MEMORANDUM and ORDER
BEN C. GREEN, District Judge:Plaintiff, an employee of the Cleveland Stevedore Company, brought suit against defendants, Partrederiet Atomena and Moleña Trust, Inc., the owner and charterer of a vessel known as the M/V Atomena, seeking to recover for injuries he received while engaged in unloading the vessel. The complaint alleges that the accident in which plaintiff was injured was:
proximately caused by the carelessness of the defendants and their agents, by the failure of the defendants to keep the vessel in seaworthy condition; by the defendants’ failure to take necessary precautions for the plaintiff’s safety; by the defendants’ failure to furnish the plaintiff with a safe place to work; and by the defendants’ failure to supply the plaintiff with a safe and seaworthy means to perform his work.
The complaint is lacking a formal jurisdictional allegation. However, the plaintiff does plead facts which would be sufficient to support both general civil jurisdiction under diversity of citizenship and admiralty jurisdiction. Trial by jury was requested.
The defendants answered to the complaint, alleging, in part, that the plaintiff’s injuries:
were caused solely by the breach of contract and/or warranty of the Cleveland Stevedore Company, his employer, and/or its agents, servants and employees, . . .
The defendants also filed a third-party complaint against the Cleveland Stevedore, seeking recovery for all sums that might be adjudged against them in favor of the plaintiff. The third-party complaint, in essence, alleged that Cleveland Stevedore had full control over the unloading of the vessel, that any fault connected therewith was that of Cleveland Stevedore, and that:
. the third-party defendant, by undertaking the discharge of cargo aboard the M/V Atomena, warranted to the defendants and third-party plaintiffs that it would perform each part of said work in a safe, proper, customary and workmanlike manner, and implied in said undertaking was an agreement or warranty on the part of third-party defendant to indemnify the defendants and third-party plaintiffs for any and all damages resulting from the fault or lack of skill on the part of the third-party defendant in the performance of said work.

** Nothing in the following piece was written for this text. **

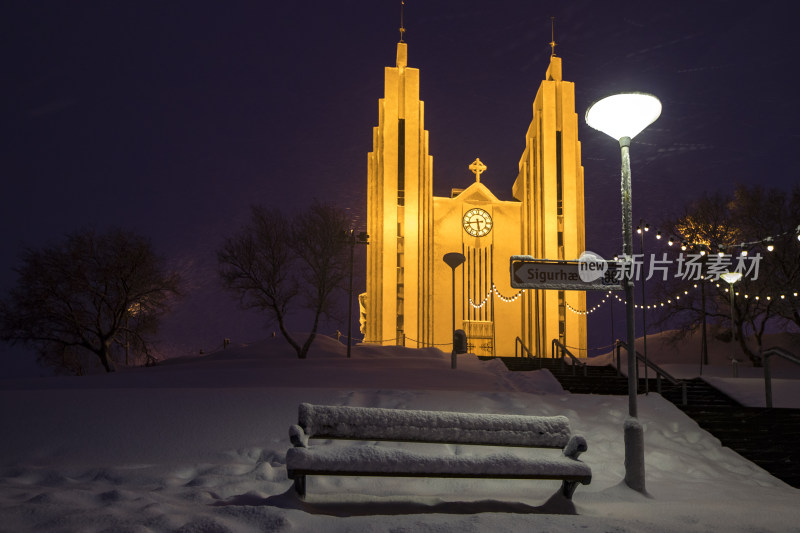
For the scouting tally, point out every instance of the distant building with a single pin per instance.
(408, 296)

The third-party complaint was designated as “a cause of admiralty and maritime jurisdiction within the meaning of *114Rule 9(h) of the Federal Rules of Civil Procedure.”
The question before the Court is whether the third-party defendant may be granted a jury trial on the third-party complaint. The third-party plaintiffs oppose the third-party defendant’s motion seeking a jury trial, contending that under Rules 38(e) and 9(h) of the Federal Rules of Civil Procedure a jury trial may not be had on the admiralty claim alleged in the third-party complaint.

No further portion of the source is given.